Diffusion-ordered NMR spectroscopy (DOSY) was used to estimate molecular weights; diffusion coefficients were obtained using the BRUKER dstebpg3s pulse sequence to suppress convection currents of solvent and by working at high dilution conditions ($0.5-1.0\mathrm{m}\mathrm{g}/\mathrm{m}\mathrm{L})$. In these conditions, a linear correlation between diffusion coefficients and molecular weights was observed, which confirms the potential of the technique.

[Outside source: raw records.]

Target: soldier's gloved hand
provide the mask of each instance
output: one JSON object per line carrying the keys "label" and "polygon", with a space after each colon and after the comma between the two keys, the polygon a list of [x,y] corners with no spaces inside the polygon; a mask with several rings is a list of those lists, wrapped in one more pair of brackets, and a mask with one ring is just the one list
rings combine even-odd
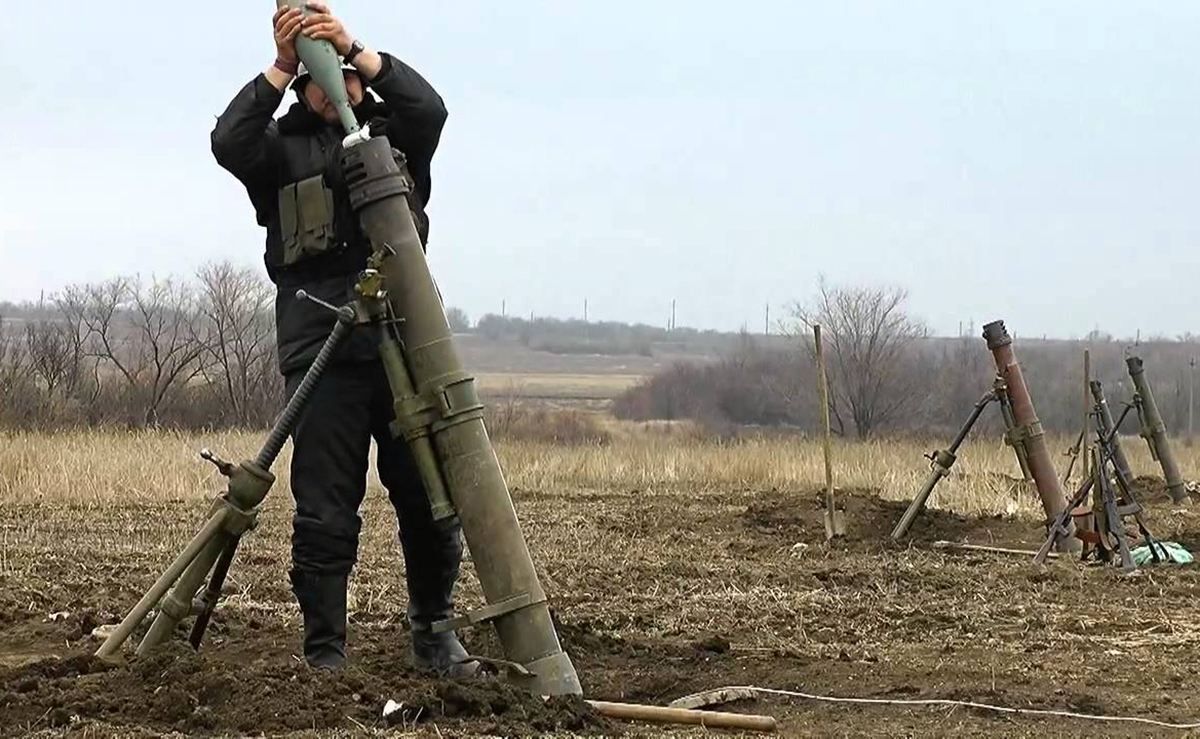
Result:
{"label": "soldier's gloved hand", "polygon": [[304,11],[299,8],[282,7],[275,11],[275,53],[289,64],[298,64],[296,37],[300,35]]}
{"label": "soldier's gloved hand", "polygon": [[305,3],[305,7],[313,13],[304,19],[301,33],[311,39],[323,39],[330,42],[333,44],[333,48],[337,49],[337,53],[342,56],[350,53],[354,37],[350,35],[342,22],[334,17],[329,6],[318,0],[312,0],[312,2]]}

Mechanical properties of the PLA films were in concordance with published results, as no variation of elastic modulus was observed, but decrease of tensile strength and elongation at break occurred during reprocessing. PLA-C films showed a slightly better performance than PLA-M films.

Overall, our results indicate that recycling 3D printing waste into filaments is feasible, to some extent, and we especially recommended this technique in university communities, which, like ours (Polytechnic University of Madrid, Universidad Politécnica de Madrid, UPM) are actively involved in circular economy projects.

There remains one point that needs further investigation, whether it is preferable to limit recycling to 3D printing waste from a single source or to use PLA wastes from different sources. The fact that in our study the difference is of only a cycle, raises doubts about which is the best option, since PLA-M offers advantages of economic type, a higher quantity of material and easy material collection. The mechanical recycling model proposed here (full traceability/not full traceability) addresses this issue.